To celebrate the launch of our new book, Happy Ever After: Financial Freedom Isn’t A Fairytale, we are posting excerpts from the book, specifically the fairytale segments of our favourite spoiled little princess being taught about money, savings, and investing by her talking pet frog, Charlie Croaker.
How To Get Out Of The Woods (If You Don’t Even Know You’re In Them)
The princess woke up lying on her couch by the window. She didn’t know when she had dozed off, but it felt as though it had only been a light, fitful sleep as she could remember all of the strange things she had dreamt.
She had dreamt about Jack making lots of money from investing, even though his beanstalk had been a disaster.
About Dick Whittington using his cat as a business to generate something called passive income.
About a wicked witch who had control of the whole wide world, using a web, or a net, or something like that.
About dragons that saved gold coins because they didn’t know how long they were going to live.
About how Cinderella wasn’t saved by a prince, and worked hard to save herself instead. About how princes weren’t charming and wouldn’t save the day.
And she had dreamed about a frog that talked but didn’t want to be kissed – and at just that moment, her pet frog Charlie jumped on to the windowsill, as he always did when she was thinking about him.
She paused, wondering if he would speak. He looked back at her for a long time and then, very thoughtfully, croaked.
“Phew,” the princess sighed out loud. “It was all just a dream.”
Charlie croaked again, but this time the croak sounded a bit more like a word. “Seriously?” croaked Charlie again.
“What?” asked the princess.
“I leave you to snooze for half an hour and you decide that everything we spoke about is just a dream?”

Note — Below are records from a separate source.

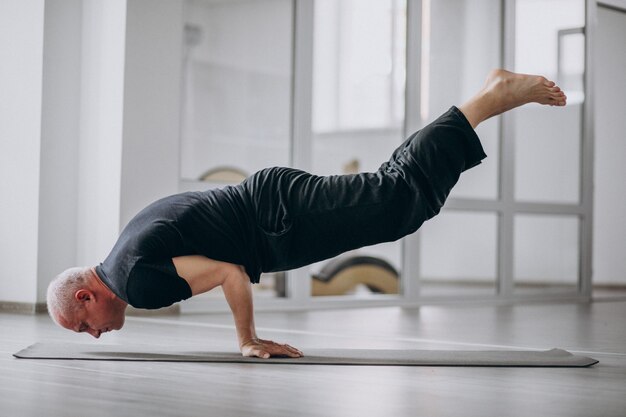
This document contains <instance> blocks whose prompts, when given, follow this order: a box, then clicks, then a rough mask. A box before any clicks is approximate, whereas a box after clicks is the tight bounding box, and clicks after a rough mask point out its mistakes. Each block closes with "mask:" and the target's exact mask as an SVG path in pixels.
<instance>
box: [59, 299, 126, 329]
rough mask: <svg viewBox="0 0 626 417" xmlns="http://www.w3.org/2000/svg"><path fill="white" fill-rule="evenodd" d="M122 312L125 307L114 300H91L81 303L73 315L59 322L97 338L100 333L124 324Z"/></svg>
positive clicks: (123, 310)
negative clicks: (68, 317) (118, 304)
mask: <svg viewBox="0 0 626 417" xmlns="http://www.w3.org/2000/svg"><path fill="white" fill-rule="evenodd" d="M124 312H125V308H123V307H121V306H118V305H116V304H115V303H114V302H110V301H108V300H98V301H97V302H95V300H91V301H90V302H86V303H82V308H80V309H79V310H78V311H76V313H75V314H74V317H73V318H68V320H63V321H62V322H61V324H62V325H63V327H65V328H66V329H70V330H74V331H75V332H79V333H82V332H85V333H89V334H90V335H92V336H93V337H95V338H99V337H100V335H101V334H102V333H106V332H110V331H111V330H119V329H121V328H122V326H124V318H125V317H124Z"/></svg>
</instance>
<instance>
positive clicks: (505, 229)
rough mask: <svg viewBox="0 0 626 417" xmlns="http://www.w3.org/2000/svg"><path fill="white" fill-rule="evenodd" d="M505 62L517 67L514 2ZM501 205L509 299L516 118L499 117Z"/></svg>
mask: <svg viewBox="0 0 626 417" xmlns="http://www.w3.org/2000/svg"><path fill="white" fill-rule="evenodd" d="M502 34H503V42H502V63H503V66H504V67H505V68H509V69H514V68H515V1H514V0H504V1H503V19H502ZM500 202H501V208H502V210H501V212H500V216H499V224H498V226H499V228H498V286H497V287H498V296H499V297H501V298H510V297H512V295H513V290H514V286H515V283H514V247H513V242H514V233H515V227H514V221H515V219H514V212H515V115H514V113H507V114H504V115H502V116H501V118H500Z"/></svg>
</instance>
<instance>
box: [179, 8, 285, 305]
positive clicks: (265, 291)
mask: <svg viewBox="0 0 626 417" xmlns="http://www.w3.org/2000/svg"><path fill="white" fill-rule="evenodd" d="M184 28H185V38H184V39H185V48H184V56H183V62H182V65H183V85H184V88H183V100H182V128H181V178H184V179H191V180H202V181H206V182H207V183H208V184H207V185H206V187H205V188H208V187H210V186H216V185H223V184H232V183H238V182H239V181H241V180H242V179H243V178H245V177H246V176H248V175H250V174H252V173H253V172H255V171H257V170H259V169H262V168H265V167H268V166H276V165H279V166H280V165H282V166H284V165H289V164H290V126H291V122H290V117H291V80H292V38H293V7H292V1H291V0H263V1H254V2H252V1H250V2H238V1H232V2H230V1H205V0H186V1H185V12H184ZM284 283H285V279H284V274H282V273H280V274H264V276H263V277H262V279H261V283H260V284H259V285H255V286H254V290H255V292H256V293H257V294H258V295H259V296H265V295H267V296H270V297H271V296H276V295H278V296H284V295H285V284H284ZM210 294H211V295H210V297H213V296H217V297H219V296H220V294H219V290H216V291H211V293H210Z"/></svg>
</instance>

“Well, it’s easier to believe in than a talking frog,” she explained.
“Yeah, lots of people find it easier to believe in fairytales than reality. It’s easy to hope that if you don’t take responsibility for your own life, someone else will do it for you. It could be the king, the government, a handsome prince or your company pension.
“Or it could even be future you, who you think will be different from you today, that future you will start saving and investing later, when you’ve changed. But it won’t happen. Only you, today, now, can change and take responsibility for all of these things.”
“Wow!” said the princess.
“Yes,” said Charlie. “It’s that serious.”
“No,” said the princess. “Wow, that was a long croak.”
When Charlie had stopped being literally hopping mad, he asked the princess what she had learned about life in the real world.
“Life in the real world is muddy,” said the princess. “And difficult. And princes don’t save you from that. Only you save yourself from it,” said the princess.
“And do you remember what you need to be free?”
“I need twenty five times my spending to be free, and while I can get that by making more money, I will probably get there faster by increasing my saving and lowering my spending.”
“And?” Charlie asked?
“Being happy ever after needs freedom, and to be free, I need to have enough money to choose the best path. I’ll need to earn my own money, and not think it’s just for spending now, it’s there for my future as well.
“The more I save, the less I will spend and the less I will need to save, because I only need to save 25 times my spending. There’ll be evil witches along the way who want to make me spend, but there’s also magic on my side too, compound investing, which can make my money grow faster. Once it’s at 25 times my spending, it should last forever, and then I will always be free to choose my path.”
“That’s pretty good, princess,” Charlie had to admit. “Good summary.”
“It is, isn’t it?” the princess agreed. “Which makes me wonder why it took a whole book for you to man-splain that to me?”
For the first time in his life, croaks failed Charlie.
“Frog in your throat, Charlie?” asked the princess.
“Erm, I think you’ll find it’s called frog-splaining,” Charlie finally managed to ribbit, “and it’s all very well knowing what you have to do, but you also have to start doing it. Given that you already know everything you need to know, now would seem like the best time for Happy Ever After to begin…”
In the illustration on the cover of Happy Ever After, we show our princess at the start of some forests. She doesn’t know what she’s about to walk into, and she definitely doesn’t know how to get out of the woods once she steps in.
Like the rest of us.
The goal of Happy Ever After is to show a way out of the woods, to shorten the path so we aren’t lost and looking for help our whole lives. I wrote it for my daughter, the inspiration for the princess in the stories, to understand how she can make her own way in the world, and never feel lost. I hope you can use it to do the same for your little princesses and princes too.